Introduction: Pulmonary tuberculosis (TB) still represents a serious public health problem. Young age and HIV infection constitute important risk factors for serious and systemic disease.
Case-report: We present the case of a 4-year-old boy with relevant priors of cerebral palsy, functionally totally dependent for activities of daily living. He was admitted for prolonged fever associated with a productive cough and dyspnea. He had been previously diagnosed with pneumonia and medicated with amoxicillin and clavulanic acid, having undergone therapy for 10 days, with no symptomatic improvement. When questioned, caretakers denied exposure to tuberculosis. Physical examination was compatible with septic shock in the context of pneumonia. X-ray supported the diagnostic hypothesis and showed a consolidation of the inferior lobe of the left lung. Therapy was instituted and the shock reversed.

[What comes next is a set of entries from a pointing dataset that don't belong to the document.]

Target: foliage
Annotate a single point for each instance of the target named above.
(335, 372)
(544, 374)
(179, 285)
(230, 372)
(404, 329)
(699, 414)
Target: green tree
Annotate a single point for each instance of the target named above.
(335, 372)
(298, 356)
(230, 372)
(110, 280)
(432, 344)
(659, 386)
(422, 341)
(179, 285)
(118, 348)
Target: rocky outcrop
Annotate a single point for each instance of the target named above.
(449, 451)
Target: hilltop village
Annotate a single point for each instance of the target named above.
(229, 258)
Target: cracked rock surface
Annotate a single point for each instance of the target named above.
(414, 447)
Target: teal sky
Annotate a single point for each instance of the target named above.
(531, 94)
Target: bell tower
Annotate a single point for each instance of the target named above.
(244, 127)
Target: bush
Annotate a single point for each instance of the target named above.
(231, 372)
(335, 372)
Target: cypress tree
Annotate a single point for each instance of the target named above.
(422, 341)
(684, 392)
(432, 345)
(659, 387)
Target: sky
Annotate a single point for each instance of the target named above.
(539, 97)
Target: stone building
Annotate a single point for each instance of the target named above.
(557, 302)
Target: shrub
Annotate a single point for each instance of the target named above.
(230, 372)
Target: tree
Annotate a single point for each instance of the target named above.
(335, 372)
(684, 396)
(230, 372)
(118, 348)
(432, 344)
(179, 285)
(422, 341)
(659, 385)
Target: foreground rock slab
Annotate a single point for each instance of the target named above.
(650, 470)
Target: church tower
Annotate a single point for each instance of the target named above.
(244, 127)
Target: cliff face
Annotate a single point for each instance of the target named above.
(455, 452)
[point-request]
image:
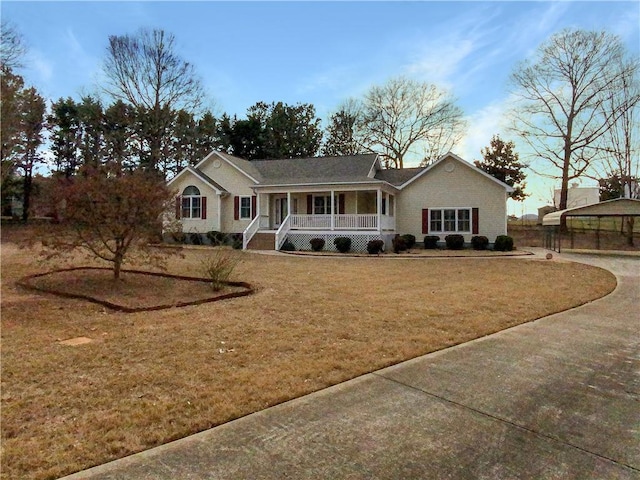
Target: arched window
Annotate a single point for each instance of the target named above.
(191, 202)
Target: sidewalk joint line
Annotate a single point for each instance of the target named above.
(503, 420)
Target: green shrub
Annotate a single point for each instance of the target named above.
(409, 240)
(374, 247)
(454, 241)
(178, 236)
(217, 268)
(399, 245)
(287, 246)
(317, 244)
(479, 242)
(431, 242)
(503, 243)
(343, 244)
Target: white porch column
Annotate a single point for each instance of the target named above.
(333, 224)
(395, 203)
(257, 212)
(379, 195)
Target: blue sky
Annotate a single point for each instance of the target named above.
(321, 52)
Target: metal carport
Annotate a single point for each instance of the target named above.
(619, 207)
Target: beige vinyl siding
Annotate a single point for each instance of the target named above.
(237, 184)
(463, 187)
(197, 225)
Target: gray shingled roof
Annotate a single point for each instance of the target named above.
(353, 168)
(245, 165)
(206, 178)
(398, 176)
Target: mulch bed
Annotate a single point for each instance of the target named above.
(135, 291)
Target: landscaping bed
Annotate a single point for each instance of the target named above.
(134, 291)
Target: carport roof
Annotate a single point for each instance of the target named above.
(619, 207)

Afterwards, the patient had sustained fever and elevated values of sedimentation rate (SR), C-reactive protein (CRP) and transaminases. Antibiotics were escalated to ceftriaxone, clindamycin and vancomycin. There was no clinical improvement. The patient remained feverish and had radiological worsening on chest x-ray performed at the 13th day of internment. Chest tomography showed a miliary pattern on both lobes of the left lung. Mycobacterium tuberculosis was isolated on gastric aspirate. When confronted, caretakers finally admitted that there had previously been a member of the household infected with tuberculosis, but didn’t consider this as exposure “because the child was bedridden” (sic). Antitubercular and corticotherapy were instated, with significant clinical improvement.
Conclusion: TB in pediatric age continues to be a diagnostic challenge, especially when clinical presentation is atypical. Clinicians must be aware of the symptoms in order to make a prompt diagnosis, allowing early institution of proper therapy, decisive for prognosis.